Is there anyway to insert in bulk a System.Data.DataTable in C# into a SQL Server table using a store procedure and passing this table as parameter?

The table won't have a fixed number of records.

Yes there is a way:

        DataTable dataTable = null; // your data needs to be here
        try
        {
            ConnectionStringSettings mConString = ConfigurationManager.ConnectionStrings["SiteSqlServer"];

            // Optional truncating old table
            using (SqlConnection connection = new SqlConnection(mConString.ConnectionString))
            {
                connection.Open();
                // Delete old entries
                SqlCommand truncate = new SqlCommand("TRUNCATE TABLE MYTABLE", connection);
                truncate.ExecuteNonQuery();
            }

            SqlBulkCopy bulkCopy = new SqlBulkCopy(mConString.ConnectionString, SqlBulkCopyOptions.TableLock)
                                          {
                                              DestinationTableName = "dbo.MYTABLE",
                                              BatchSize = 100000,
                                              BulkCopyTimeout = 360
                                          };
            bulkCopy.WriteToServer(dataTable);
        }
        catch (Exception ex)
        {
            Console.WriteLine(ex);
        }

Please experiement with the BatchSize - 100000 was good for me - it should not be larger than that - speed migth decrease otherwise.
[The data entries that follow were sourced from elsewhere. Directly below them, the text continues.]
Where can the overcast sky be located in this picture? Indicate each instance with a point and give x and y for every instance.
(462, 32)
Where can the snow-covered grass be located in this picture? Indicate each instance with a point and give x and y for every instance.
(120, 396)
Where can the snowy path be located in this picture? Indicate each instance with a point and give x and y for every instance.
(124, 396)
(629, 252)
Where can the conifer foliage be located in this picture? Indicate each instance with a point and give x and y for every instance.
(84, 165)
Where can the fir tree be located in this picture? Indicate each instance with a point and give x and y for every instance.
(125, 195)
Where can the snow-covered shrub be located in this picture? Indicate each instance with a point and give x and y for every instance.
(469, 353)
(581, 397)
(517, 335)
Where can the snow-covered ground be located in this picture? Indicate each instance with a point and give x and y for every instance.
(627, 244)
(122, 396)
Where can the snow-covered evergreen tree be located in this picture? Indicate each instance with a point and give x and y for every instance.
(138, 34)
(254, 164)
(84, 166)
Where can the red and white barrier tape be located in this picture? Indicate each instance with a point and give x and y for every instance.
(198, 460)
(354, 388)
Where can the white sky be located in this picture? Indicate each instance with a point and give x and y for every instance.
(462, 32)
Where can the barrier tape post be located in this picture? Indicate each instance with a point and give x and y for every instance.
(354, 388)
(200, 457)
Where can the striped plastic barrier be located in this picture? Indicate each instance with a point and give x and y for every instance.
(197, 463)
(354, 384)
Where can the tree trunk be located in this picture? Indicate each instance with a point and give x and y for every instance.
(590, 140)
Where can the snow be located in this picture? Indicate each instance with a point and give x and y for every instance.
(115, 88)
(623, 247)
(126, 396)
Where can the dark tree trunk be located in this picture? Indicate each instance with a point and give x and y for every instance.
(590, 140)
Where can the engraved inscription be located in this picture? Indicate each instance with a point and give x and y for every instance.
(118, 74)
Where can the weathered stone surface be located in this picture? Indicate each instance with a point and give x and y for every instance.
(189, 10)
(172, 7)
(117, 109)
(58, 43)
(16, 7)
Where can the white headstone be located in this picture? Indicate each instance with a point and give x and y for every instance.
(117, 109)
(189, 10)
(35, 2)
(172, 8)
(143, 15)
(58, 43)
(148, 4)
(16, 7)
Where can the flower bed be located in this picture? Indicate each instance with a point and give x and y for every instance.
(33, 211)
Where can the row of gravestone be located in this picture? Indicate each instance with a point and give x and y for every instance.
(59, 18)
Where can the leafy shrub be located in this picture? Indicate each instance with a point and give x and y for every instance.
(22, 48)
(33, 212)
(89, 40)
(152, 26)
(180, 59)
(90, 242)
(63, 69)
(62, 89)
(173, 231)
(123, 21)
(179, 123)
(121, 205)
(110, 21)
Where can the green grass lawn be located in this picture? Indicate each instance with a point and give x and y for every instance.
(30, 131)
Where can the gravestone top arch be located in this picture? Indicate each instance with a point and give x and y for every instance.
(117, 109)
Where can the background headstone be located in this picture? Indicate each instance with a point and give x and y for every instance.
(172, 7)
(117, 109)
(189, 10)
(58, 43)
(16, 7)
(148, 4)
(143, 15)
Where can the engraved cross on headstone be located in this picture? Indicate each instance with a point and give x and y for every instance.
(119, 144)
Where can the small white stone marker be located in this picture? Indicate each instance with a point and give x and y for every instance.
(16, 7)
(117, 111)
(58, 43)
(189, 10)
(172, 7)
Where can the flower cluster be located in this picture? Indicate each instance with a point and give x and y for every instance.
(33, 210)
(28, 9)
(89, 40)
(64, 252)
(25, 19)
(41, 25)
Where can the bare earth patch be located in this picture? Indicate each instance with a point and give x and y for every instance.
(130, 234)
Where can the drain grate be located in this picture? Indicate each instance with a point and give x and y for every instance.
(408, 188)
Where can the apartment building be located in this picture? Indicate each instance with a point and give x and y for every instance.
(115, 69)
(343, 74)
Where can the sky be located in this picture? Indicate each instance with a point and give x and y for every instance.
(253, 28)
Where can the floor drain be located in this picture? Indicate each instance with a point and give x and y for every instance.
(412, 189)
BatchSize does not limit your data - it's just the size of each "packet" that will be sent to the sql server.

SiteSQLServer should be inside your app.config or web.config. You need to change the parameters here if not.

Please change MYTABLE to your table name.

In SQL Server versions before 2008, the only way to push an entire DataTable to SQL Server was SqlBulkCopy . You have to push all data into (probably temporary) staging table and call the procedure to process the staged data.

In SQL Server 2008, table-valued user-defined types have been introduced. They provide some great new options to work with sets of data.